Paysage avec un arbre au premier plan à senestre

Ce dessin porte une attribution ancienne à
Domenico Riccio, dit Domenico Brusasorci
(1516-1567). Nous l’avions conservée en un
premier temps. Les dessins de paysage, quand ils
sont attribués à des artistes véronais et vénitiens,
à l’exception toutefois de ceux de Domenico
Campagnola, facilement identifiables dans leur
facture et conception d’ensemble, restent des
problèmes quasi insolubles. Dans l’œuvre du
peintre véronais Domenico Brusasorci, dominé
par des peintures d’histoire (fresques pour la
voûte du chœur de S. Stefano, pour l’église de la
Santa Trinità à Vérone, tableau d’autel pour le
dôme de Mantoue), prennent place aussi des
peintures de paysage. Sa réputation dans ce
domaine était établie. Il avait ainsi réalisé au
palais épiscopal de Vérone en 1567 des vues
paysagères et, quelques années auparavant, en
1550, il avait peint sur des petits panneaux, des
paysages comportant des scènes bibliques pour
la sacristie de Santa Maria in Organo toujours à
Vérone, et en 1551, sur les murs de la première
salle de l’étage noble de la villa Del Bene à
Volargne, entre des atlantes feints, d’imposantes
vues dominées par des montagnes occupant, au dessus
d’une frise en hauteur d’appui, la totalité
de l’espace. Cette expérience reconnue de peintre
paysagiste explique que l’on a pu lui attribuer ce
dessin à la plume et à l’encre brune. Mais à
Vérone, avant que Véronèse n’exerce son ascendant
stylistique sur la communauté des peintres
de la ville, Brusasorci n’est pas le seul à peindre
des paysages, Battista d’Angolo, dit Battista del
Moro (c. 1514 – c. 1574), son contemporain,
travaille lui aussi dans ce genre. Les fresques qu’il
réalise à la villa Emo-Capodilista à Monselice
montrent une très grande sensibilité dans l’évocation
de chacune des caractéristiques des quatre
saisons en matière de couleur, de lumière, de
végétation. L’influence nordique, comme cela a
été noté à plusieurs reprises, se fait grandement
sentir dans la construction de l’espace – on a
même rapproché ses paysages de ceux de
Bruegel ; sans aller jusque-là, on peut évoquer le
nom d’un certain Luca Fiammingo, spécialisé
dans la représentation de « paesi » (« pays »), qui
travailla à Mantoue et dont le travail fut
sûrement apprécié. Brusasorci fut tout autant
sensible que Battista del Moro à une telle conception
de l’espace, presque illimité dans son
étendue, courant et s’élevant progressivement
pour atteindre un ciel tout en hauteur.
Le dessin de Grenoble fait écho à certains
procédés de présentation et de cadrage, visibles
sur la plupart des fresques de Domenico Brusasorci
et de Battista del Moro : un arbre au premier
plan fait office de repoussoir, des fabriques
couronnent un mont, le ciel domine le tout.

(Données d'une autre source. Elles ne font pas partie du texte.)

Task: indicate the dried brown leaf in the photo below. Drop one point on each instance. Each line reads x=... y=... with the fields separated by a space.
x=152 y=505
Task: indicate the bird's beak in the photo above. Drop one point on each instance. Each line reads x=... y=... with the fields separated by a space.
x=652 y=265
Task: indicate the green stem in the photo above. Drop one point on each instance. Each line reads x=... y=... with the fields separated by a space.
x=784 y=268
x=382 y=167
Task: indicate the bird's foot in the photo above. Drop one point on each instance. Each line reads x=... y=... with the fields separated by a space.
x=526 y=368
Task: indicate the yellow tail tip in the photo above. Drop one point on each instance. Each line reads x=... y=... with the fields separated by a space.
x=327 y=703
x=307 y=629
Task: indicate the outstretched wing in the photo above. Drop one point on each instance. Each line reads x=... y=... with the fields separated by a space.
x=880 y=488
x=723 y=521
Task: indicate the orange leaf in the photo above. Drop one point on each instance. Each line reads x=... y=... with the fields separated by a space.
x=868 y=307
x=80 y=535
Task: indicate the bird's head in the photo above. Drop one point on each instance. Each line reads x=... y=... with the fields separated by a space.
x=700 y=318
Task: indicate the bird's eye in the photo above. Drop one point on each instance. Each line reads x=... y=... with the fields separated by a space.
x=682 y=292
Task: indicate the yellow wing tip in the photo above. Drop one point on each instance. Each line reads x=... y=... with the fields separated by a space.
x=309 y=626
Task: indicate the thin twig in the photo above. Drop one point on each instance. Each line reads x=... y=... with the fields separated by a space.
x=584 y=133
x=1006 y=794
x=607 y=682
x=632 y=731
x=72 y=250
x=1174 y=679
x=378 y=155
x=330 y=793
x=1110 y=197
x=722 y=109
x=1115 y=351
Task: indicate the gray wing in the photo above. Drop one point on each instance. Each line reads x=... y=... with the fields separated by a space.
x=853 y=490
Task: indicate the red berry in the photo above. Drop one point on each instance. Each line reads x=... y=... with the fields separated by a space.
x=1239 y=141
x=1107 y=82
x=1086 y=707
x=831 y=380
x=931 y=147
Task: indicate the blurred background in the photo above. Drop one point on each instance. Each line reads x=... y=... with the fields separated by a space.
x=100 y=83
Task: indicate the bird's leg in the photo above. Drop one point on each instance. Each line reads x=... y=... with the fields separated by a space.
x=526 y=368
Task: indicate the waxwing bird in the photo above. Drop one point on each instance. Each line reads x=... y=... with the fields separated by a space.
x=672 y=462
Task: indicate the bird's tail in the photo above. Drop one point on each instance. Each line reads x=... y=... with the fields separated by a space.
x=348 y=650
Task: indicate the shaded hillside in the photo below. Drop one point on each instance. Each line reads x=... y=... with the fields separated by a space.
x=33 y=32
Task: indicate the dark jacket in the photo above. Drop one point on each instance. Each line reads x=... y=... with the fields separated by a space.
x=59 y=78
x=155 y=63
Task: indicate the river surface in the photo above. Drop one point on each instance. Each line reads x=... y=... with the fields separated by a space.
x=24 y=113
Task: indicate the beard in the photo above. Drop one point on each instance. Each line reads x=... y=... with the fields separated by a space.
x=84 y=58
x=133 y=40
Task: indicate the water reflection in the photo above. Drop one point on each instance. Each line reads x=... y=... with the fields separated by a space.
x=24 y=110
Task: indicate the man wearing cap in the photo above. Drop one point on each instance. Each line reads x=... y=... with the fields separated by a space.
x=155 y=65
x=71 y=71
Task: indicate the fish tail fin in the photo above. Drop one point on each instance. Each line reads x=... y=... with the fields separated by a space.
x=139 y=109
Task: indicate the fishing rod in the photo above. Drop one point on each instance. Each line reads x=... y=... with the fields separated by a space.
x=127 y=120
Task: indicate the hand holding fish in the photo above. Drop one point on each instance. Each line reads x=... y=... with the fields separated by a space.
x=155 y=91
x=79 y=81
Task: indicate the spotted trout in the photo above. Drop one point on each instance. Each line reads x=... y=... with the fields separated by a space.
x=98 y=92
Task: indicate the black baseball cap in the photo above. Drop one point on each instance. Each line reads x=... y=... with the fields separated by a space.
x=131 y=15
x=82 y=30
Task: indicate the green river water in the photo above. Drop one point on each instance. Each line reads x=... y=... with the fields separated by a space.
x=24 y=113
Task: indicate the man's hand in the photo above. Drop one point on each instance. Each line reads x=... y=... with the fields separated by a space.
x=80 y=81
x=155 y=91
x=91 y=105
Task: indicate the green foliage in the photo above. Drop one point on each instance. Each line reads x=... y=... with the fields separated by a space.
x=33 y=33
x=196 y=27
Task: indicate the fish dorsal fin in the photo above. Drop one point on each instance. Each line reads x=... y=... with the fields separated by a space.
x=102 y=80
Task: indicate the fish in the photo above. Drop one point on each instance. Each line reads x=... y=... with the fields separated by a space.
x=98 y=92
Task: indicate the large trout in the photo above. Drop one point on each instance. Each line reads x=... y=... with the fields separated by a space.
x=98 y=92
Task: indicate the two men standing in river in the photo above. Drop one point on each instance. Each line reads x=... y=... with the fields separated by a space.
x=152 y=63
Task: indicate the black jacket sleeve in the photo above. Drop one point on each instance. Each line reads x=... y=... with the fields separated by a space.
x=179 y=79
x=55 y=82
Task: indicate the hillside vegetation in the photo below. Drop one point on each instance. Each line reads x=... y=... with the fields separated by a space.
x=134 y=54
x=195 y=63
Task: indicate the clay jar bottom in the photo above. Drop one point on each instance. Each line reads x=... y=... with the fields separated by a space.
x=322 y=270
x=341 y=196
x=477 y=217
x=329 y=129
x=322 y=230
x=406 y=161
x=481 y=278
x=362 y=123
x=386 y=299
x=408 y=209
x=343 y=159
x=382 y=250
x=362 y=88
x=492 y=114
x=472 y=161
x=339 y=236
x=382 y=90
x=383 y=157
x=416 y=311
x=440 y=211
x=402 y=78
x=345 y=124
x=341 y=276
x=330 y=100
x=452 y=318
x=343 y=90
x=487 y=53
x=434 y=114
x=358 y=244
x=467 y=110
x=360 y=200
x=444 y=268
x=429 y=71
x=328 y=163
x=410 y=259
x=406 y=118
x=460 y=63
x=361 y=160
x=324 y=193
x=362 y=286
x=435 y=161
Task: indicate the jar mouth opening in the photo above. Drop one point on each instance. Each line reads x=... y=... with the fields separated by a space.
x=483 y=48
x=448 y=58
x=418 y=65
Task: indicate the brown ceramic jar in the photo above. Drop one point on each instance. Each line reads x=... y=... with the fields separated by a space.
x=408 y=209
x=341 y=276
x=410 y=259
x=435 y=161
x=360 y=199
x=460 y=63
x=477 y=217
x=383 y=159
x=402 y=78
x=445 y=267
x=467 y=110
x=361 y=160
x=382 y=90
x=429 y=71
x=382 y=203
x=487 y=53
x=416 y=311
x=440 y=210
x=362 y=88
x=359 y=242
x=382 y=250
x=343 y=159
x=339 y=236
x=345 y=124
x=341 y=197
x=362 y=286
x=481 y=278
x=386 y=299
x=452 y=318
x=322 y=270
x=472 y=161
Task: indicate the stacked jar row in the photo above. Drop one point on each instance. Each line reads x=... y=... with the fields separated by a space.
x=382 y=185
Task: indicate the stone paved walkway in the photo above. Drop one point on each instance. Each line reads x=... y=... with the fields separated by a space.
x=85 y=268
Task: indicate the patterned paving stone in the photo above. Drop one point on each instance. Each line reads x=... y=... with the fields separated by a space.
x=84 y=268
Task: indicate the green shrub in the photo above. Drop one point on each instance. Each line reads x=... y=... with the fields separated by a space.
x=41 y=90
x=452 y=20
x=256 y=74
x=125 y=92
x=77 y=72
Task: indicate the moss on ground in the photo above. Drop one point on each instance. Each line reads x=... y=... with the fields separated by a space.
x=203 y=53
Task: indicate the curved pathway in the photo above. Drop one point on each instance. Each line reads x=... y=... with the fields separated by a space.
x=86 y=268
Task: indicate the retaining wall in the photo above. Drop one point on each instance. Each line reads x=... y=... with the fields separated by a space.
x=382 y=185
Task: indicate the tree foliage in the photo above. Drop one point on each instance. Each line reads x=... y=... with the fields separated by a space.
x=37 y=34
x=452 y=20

Ces procédés, toutefois, ne sont pas propres au
paysage véronais. Le Vicentin Giovanni Battista
Pittoni il Vecchio, dit Battista Vicentino (c. 1520
– après 1583), connu surtout pour son activité
de graveur et d’illustrateur – il est notamment
l’auteur d’un des premiers recueils de paysage à
l’antique publié à Venise en 1551 –, conçoit ses
vues graphiques selon les mêmes termes dispositionnels
et manie la plume de manière comparable.
Un dessin conservé au Louvre nous
semble particulièrement proche[1]. Mais Pittoni
est loin d’être le seul à travailler de cette
manière. Si le dessin portait une attribution
ancienne à Polidoro da Caravaggio, ou à un
artiste nordique établi à Venise ou ailleurs, force
est de reconnaître que nous l’aurions prise en
considération, voire suivie. Si nous pensons au
nom de Polidoro, c’est parce qu’est conservé au
département des Arts graphiques du musée du
Louvre un dessin longtemps classé parmi les
anonymes vénitiens de la fin du XVIe siècle. Ce
dessin représente bien entendu un paysage. Il
est réalisé à la plume et à l’encre brune dans un
format en hauteur ; un arbre occupe le centre
de la composition, la partageant en deux de part
et d’autre de laquelle sont placés des édifices
all’antica, s’étageant dans l’espace. De multiples
hachures structurent les élévations tant paysagères,
architecturales que nuageuses. Facture et
ordonnance générale sont comparables aux
caractéristiques du dessin de Grenoble.
H. Tietze et E. Tietze-Conrat en 1937 proposèrent
de l’attribuer à Véronèse en le datant des
années 1560. En 1944, ils révisèrent leur avis et
émirent l’hypothèse qu’il pouvait s’agir de
l’œuvre d’un artiste de l’entourage de Véronèse,
proche de Domenico Brusasorci, jugement
prenant appui sur les peintures de Santa Maria
in Organo. Récemment, N. Dacos est revenue
– en partie – sur l’hypothèse vénitienne en
proposant de l’attribuer au peintre hollandais
Lambert Sustris (c. 1515 – après 1591), qui
s’installa en Vénétie vers 1535 et y réalisa des
paysages, dans des villas suburbaines, d’inspiration
classique ponctués de ruines. Nous
n’avons nullement l’intention de remettre en
cause l’attribution actuelle à Polidoro, partagée
par tous les spécialistes de l’artiste. Il s’agit seulement de montrer combien une attribution,
quand elle ne repose pas sur des éléments
tangibles, fluctue au gré des prises de position
de chacun des connaisseurs et de ses centres
d’intérêt. Pour tel spécialiste du dessin vénitien
(les Tietze), le dessin sera vénitien, pour tel
autre spécialisé dans l’art nordique en Italie (B.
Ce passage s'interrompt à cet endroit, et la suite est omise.